El origen de su nombre está ligado a la actividad de sus primeros pobladores: la extracción de sal. En náhuatl, iztatl significa sal, calli casa y co lugar; juntos forman “la casa de la sal”. Esta denominación refleja la importancia económica y cultural que tuvo la producción de sal en la vida cotidiana de la región.

Durante siglos, Iztacalco fue un puerto de tránsito para canoas y trajineras que recorrían el Canal de la Viga, abasteciendo de alimentos a la Ciudad de México. Su ubicación, en un islote donde se unían los lagos de Chalco y Texcoco, lo convirtió en un punto estratégico y en escenario de la peregrinación mexica antes de la fundación de la gran Tenochtitlán.

La antigua geografía de chinampas y canales todavía se adivina en sus calles estrechas y callejones irregulares, huellas de un territorio donde el agua y la tierra se entrelazaban para sostener la vida cotidiana.

El agua sigue marcando a Iztacalco, hoy también a través de lluvias e inundaciones.
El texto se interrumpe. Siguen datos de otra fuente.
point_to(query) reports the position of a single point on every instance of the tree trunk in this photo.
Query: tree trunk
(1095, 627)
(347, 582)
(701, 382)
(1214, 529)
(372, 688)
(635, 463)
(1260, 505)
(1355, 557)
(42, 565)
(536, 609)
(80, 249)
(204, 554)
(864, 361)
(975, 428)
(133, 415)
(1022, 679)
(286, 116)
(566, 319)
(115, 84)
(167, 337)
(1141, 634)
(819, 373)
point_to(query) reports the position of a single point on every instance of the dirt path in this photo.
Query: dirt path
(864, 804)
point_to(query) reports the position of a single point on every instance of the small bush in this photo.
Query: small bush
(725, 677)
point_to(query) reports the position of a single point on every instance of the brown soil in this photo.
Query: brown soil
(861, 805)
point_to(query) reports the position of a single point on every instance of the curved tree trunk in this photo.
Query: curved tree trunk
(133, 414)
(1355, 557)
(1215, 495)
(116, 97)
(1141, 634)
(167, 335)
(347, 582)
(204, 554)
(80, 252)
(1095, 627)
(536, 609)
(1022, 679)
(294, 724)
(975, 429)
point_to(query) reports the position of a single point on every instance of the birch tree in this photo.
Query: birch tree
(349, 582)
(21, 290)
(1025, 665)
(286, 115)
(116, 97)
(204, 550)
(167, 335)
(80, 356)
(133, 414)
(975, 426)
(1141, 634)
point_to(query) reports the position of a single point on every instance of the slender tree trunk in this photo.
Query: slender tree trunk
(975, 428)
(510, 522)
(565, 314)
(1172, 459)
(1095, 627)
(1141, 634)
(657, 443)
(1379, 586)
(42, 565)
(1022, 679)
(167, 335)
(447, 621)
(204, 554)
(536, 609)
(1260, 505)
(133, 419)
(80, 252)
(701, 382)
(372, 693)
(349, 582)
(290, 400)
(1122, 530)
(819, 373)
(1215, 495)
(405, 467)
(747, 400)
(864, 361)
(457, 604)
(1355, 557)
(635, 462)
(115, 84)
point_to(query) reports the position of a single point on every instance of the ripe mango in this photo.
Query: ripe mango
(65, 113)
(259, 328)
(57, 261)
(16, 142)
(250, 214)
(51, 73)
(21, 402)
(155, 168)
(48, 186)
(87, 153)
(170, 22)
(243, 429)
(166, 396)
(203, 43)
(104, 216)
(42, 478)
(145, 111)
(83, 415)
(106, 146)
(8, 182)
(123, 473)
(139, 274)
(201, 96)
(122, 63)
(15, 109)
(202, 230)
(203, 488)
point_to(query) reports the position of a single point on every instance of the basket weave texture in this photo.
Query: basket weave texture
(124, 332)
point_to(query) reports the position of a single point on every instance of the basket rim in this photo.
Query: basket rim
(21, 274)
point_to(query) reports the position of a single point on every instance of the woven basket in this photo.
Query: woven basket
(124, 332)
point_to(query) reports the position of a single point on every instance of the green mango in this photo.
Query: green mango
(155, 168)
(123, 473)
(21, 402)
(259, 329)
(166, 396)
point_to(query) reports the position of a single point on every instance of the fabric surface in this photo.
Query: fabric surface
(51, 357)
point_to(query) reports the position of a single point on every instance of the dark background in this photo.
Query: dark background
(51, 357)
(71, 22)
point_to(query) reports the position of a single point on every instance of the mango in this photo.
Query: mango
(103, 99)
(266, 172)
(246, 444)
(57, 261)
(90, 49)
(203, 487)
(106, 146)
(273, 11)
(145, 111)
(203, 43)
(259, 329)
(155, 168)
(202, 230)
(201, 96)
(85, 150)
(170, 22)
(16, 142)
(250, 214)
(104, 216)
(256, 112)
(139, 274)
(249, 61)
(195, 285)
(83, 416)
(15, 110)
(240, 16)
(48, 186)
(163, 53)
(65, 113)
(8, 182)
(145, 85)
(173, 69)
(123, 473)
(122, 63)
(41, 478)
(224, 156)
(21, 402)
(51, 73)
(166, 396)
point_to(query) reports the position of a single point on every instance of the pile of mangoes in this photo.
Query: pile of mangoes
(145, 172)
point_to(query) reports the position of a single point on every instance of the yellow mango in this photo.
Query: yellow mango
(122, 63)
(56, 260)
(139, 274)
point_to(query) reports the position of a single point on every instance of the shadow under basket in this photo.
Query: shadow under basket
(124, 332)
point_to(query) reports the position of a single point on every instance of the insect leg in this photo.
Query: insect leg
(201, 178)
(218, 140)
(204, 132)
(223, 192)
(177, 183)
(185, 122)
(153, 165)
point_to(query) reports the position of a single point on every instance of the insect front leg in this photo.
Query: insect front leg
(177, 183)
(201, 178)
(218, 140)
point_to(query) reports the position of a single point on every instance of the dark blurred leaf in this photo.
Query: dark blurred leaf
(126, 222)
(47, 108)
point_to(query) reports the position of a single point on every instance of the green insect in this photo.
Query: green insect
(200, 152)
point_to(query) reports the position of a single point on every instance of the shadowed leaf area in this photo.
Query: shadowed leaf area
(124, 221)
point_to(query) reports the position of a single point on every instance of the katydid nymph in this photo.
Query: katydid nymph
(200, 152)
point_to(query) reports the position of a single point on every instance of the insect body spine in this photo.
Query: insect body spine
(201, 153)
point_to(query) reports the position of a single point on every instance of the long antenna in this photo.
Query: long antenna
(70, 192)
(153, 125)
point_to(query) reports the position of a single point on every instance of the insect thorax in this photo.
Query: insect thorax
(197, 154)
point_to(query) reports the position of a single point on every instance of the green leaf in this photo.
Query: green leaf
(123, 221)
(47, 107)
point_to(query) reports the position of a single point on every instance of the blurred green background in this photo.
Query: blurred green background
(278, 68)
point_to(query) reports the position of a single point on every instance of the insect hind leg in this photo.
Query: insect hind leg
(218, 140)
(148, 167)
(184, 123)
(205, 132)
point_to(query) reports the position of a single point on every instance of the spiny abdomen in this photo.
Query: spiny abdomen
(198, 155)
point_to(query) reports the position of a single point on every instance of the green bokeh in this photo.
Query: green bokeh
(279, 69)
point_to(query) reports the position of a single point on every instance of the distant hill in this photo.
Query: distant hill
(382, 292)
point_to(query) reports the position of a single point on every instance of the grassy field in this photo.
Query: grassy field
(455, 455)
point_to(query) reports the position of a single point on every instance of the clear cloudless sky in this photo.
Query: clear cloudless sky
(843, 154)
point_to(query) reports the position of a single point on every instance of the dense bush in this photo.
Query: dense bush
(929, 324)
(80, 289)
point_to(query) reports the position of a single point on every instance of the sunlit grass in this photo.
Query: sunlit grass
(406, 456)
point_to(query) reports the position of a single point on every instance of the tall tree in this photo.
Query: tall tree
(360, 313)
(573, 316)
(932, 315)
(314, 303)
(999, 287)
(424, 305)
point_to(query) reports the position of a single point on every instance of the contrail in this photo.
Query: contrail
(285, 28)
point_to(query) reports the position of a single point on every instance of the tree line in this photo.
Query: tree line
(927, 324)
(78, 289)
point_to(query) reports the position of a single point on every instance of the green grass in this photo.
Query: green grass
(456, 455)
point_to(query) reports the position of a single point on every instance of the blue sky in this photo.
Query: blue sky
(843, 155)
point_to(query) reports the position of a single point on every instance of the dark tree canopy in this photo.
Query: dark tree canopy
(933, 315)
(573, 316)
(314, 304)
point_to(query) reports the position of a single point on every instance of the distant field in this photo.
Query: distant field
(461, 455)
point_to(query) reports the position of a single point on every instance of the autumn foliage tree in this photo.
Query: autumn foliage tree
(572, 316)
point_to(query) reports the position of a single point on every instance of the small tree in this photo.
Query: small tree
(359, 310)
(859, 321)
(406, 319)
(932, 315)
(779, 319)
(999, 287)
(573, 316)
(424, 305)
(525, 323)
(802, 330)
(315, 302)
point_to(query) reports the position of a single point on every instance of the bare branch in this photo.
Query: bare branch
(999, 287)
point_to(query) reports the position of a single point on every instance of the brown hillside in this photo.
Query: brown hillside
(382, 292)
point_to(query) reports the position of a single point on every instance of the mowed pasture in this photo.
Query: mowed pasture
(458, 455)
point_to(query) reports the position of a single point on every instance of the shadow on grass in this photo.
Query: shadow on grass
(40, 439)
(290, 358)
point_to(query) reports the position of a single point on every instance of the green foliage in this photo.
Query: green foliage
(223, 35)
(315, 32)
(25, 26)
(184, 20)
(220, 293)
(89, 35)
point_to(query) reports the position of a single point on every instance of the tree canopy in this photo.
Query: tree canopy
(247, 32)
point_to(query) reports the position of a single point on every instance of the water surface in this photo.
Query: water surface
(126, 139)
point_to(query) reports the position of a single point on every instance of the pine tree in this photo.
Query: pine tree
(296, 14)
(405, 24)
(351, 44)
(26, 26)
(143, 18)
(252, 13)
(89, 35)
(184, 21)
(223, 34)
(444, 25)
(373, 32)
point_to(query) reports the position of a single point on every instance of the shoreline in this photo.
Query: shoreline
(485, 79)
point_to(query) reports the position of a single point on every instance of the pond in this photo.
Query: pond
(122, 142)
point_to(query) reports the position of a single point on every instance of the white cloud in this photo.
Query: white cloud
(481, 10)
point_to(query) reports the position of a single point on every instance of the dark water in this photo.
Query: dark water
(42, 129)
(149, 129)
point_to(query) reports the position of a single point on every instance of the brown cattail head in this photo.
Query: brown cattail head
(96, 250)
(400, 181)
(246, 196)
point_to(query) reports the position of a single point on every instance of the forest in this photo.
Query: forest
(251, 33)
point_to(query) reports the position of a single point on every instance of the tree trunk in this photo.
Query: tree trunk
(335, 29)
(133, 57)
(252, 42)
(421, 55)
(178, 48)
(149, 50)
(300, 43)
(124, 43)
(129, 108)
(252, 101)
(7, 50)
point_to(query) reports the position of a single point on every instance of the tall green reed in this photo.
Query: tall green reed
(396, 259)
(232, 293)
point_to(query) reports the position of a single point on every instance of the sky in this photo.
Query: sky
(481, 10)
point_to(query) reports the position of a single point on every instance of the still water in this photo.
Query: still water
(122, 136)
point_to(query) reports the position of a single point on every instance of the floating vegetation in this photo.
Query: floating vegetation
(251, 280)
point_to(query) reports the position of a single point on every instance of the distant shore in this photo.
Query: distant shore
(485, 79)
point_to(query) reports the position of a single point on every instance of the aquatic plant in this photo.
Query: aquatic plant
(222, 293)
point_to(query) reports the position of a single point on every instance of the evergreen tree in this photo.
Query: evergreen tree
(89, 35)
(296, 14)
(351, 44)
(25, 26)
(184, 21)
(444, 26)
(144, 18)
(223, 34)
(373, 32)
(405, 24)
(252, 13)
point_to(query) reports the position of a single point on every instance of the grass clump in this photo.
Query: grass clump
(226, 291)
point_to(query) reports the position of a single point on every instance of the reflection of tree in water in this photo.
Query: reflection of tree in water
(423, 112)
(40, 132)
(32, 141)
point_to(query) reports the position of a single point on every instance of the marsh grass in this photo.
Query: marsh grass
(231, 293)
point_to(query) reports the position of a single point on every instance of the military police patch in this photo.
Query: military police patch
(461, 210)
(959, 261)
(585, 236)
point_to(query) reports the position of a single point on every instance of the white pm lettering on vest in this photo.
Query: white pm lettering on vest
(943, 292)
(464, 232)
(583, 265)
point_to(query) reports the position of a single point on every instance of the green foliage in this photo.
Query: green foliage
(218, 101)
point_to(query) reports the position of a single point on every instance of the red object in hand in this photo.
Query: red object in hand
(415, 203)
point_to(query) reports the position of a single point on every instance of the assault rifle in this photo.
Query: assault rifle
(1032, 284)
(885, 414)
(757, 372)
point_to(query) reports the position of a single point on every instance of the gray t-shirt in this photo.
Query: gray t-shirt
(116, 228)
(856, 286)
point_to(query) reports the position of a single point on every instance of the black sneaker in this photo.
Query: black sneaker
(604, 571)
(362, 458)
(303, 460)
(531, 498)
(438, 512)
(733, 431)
Pero el territorio cambió: aquel islote entre lagos es ahora escenario de algunos de los eventos más grandes de la ciudad.

El Palacio de los Deportes y el Autódromo Hermanos Rodríguez reciben conciertos, competencias y eventos internacionales que atraen las miradas de México y del mundo.

Así, la alcaldía más pequeña de la CDMX vuelve a ocupar un lugar enorme en la ciudad: antes por su historia; hoy, por todo lo que ocurre dentro de sus 23.3 kilómetros cuadrados.